Carl Blechens Interesse an der frühen Geschichte Brandenburgs wurde 1828 durch seine Arbeit an seinem Gemälde „Das Semnonenlager“ (Berlin, Nationalgalerie) angeregt – jenes frühchristlichen Stammes, der um die Zeitenwende die Ebene zwischen Elbe und Oder besiedelte. Im selben Jahr reiste er an die baltische Küste und schuf auch nach seiner Rückkehr aus Italien, 1829, wo er die Zeugen der einstigen Größe Roms gesehen hatte, zahlreiche Ansichten der nordischen Landschaft, speziell Rügens. Zu diesen Arbeiten gehört auch unser Aquarell, doch ist es von den politischen und historischen Implikationen, die Friedrichs und Tischbeins Hünengräber berühren, weit entfernt – so weit, dass man nur noch schwerlich von einem Blick auf ein Stück Natur sprechen kann. Rasch hat Blechen das Aquarell ausgeführt, eine Technik, die diesem Vorhaben entgegenkommt: Erst hat er dem Grabmal mit Bleistift in schnell hingeworfenen Schraffen Gestalt gegeben, danach hat er die Felsen und Eichen, aber auch die Düne mit schneller Feder umrissen, um zuletzt mit kühnen Zügen des Pinsels die Aquarellfarben hinzuzufügen. Das transparente, bis auf den Papiergrund durchscheinende Ocker vermag der Düne noch Gestalt geben. Aber wie das Blau sich rechts und um die Eichen eher zu einem diffusen Gewölk aufbaut, ist der rasanten Ausführung des Blattes angemessen und entspricht auch der flüchtigen Erscheinung der sandigen Düne, doch scheinen sich die Formen mehr und mehr in fein abgestimmte Farbfelder aufzulösen. Kaum jemals ist das subjektive Erleben von Natur so virtuos umgesetzt worden, wird das Naturerlebnis zu einer inneren Schau, gleichsam zu einer sich in Farbe auflösenden Vision!
Blechen war ein sensibles und zur Melancholie neigendes Gemüt, das in seinen späten Jahren durch eine Depression verdunkelt wurde, in deren Folge er 1836 sein Amt als Professor für Landschaftsmalerei an der Kunstakademie in Berlin aufgeben musste und die ihn im darauffolgenden Jahr zu einem Klinikaufenthalt zwang.

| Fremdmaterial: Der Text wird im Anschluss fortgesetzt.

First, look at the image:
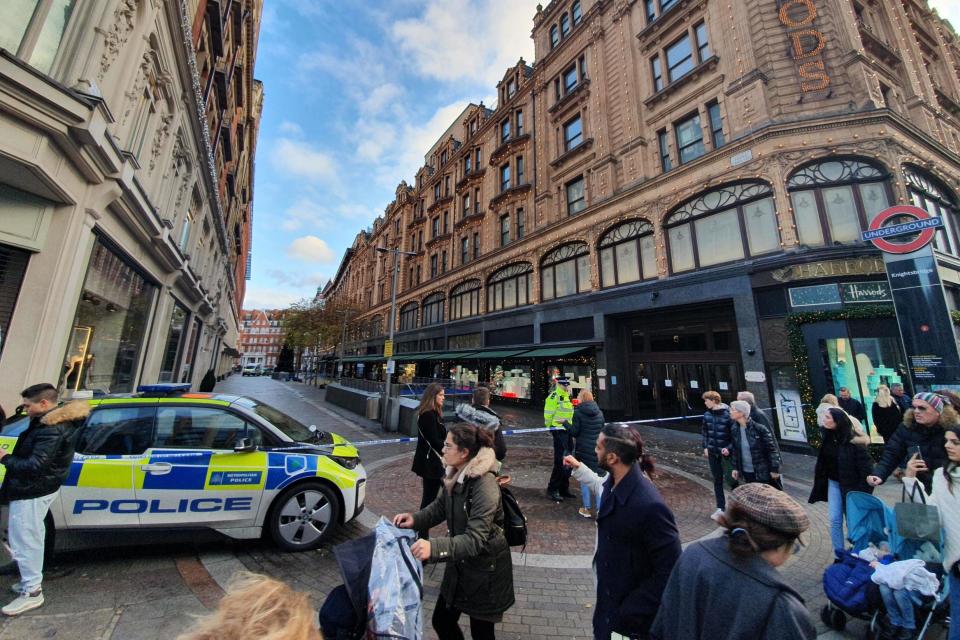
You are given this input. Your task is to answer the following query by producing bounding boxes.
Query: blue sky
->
[244,0,537,309]
[244,0,960,309]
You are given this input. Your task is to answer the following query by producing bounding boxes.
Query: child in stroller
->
[820,491,947,640]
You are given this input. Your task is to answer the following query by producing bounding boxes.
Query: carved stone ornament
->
[150,113,173,171]
[97,0,137,80]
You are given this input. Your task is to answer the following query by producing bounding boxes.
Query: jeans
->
[708,453,727,511]
[7,493,57,593]
[580,484,600,509]
[880,584,917,631]
[433,596,496,640]
[827,480,846,552]
[947,570,960,640]
[547,429,570,493]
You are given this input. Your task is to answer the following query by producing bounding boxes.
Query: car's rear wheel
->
[269,482,340,551]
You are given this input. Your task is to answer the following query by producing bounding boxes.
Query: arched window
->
[400,302,419,331]
[787,158,891,247]
[540,242,590,300]
[487,262,533,311]
[600,220,657,287]
[450,280,483,320]
[664,182,780,273]
[903,165,960,255]
[421,293,444,327]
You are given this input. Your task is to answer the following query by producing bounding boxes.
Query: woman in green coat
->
[393,424,514,640]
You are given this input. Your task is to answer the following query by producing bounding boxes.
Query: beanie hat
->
[913,391,944,414]
[730,482,810,535]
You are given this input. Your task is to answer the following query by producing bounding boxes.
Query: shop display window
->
[490,364,533,400]
[450,364,480,390]
[61,240,157,394]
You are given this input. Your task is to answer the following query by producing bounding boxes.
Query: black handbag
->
[893,481,940,544]
[500,486,527,547]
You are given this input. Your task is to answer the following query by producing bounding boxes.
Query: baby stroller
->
[820,491,949,640]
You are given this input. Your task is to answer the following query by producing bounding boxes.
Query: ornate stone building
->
[329,0,960,439]
[0,0,262,408]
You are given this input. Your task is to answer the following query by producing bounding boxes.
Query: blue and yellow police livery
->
[0,385,367,551]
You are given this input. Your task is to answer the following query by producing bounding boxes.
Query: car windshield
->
[238,398,333,444]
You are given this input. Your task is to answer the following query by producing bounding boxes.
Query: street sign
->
[860,204,943,254]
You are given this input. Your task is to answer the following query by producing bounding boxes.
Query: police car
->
[0,385,367,551]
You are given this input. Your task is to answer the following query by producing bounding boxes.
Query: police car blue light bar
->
[137,382,190,393]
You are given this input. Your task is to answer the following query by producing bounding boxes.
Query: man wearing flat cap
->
[543,377,574,502]
[650,482,817,640]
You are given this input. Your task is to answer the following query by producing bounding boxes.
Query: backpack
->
[500,486,527,547]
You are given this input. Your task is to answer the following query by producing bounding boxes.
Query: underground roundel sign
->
[860,204,943,253]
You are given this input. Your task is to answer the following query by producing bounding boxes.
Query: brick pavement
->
[217,378,939,640]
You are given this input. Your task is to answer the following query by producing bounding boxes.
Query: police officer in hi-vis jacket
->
[543,378,574,502]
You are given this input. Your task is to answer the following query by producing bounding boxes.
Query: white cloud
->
[930,0,960,30]
[243,287,313,309]
[391,0,542,84]
[279,120,303,138]
[287,236,334,263]
[272,138,340,187]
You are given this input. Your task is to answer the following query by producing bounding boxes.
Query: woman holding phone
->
[867,392,960,491]
[903,425,960,640]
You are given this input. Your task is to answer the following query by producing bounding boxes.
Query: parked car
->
[0,384,367,551]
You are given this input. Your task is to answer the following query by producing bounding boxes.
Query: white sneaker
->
[0,589,43,616]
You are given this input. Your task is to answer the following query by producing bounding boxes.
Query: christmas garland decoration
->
[786,304,895,448]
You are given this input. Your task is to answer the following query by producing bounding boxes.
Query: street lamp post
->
[377,247,417,431]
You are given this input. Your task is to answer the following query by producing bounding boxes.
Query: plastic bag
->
[367,517,423,640]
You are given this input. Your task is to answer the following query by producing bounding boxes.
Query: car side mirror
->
[233,438,257,453]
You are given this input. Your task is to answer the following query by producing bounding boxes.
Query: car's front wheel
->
[269,482,340,551]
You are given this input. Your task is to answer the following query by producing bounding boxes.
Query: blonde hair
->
[874,384,893,409]
[177,571,322,640]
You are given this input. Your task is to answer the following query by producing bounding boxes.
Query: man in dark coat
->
[837,387,867,423]
[0,384,90,616]
[593,424,681,640]
[867,393,960,493]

Wenig später starb er 1840 in geistiger Umnachtung. Und wie sich in zahlreichen Werken Blechens Hinweise auf eine latente Todessehnsucht finden lassen, so mag man auch in dem Hünengrab ein solches Todessymbol in einer Welt erkennen, die sich für Blechen in Auflösung befand. Das Aquarell, mit dem der Künstler sein Inneres nach Außen kehrt, ist zwar nicht datiert, doch dürfte es in Blechens letzten Lebensjahren entstanden sein.
Ganz vereinzelt geringfügige braune Fleckchen. Wunderbar farbfrisch und insgesamt in sehr guter Erhaltung.
Dr. Peter Prange

Wir danken Prof. Dr. Helmut Börsch-Supan, Berlin, für die Bestätigung der Authentizität am 4.10.2022 und für wertvolle Hinweise.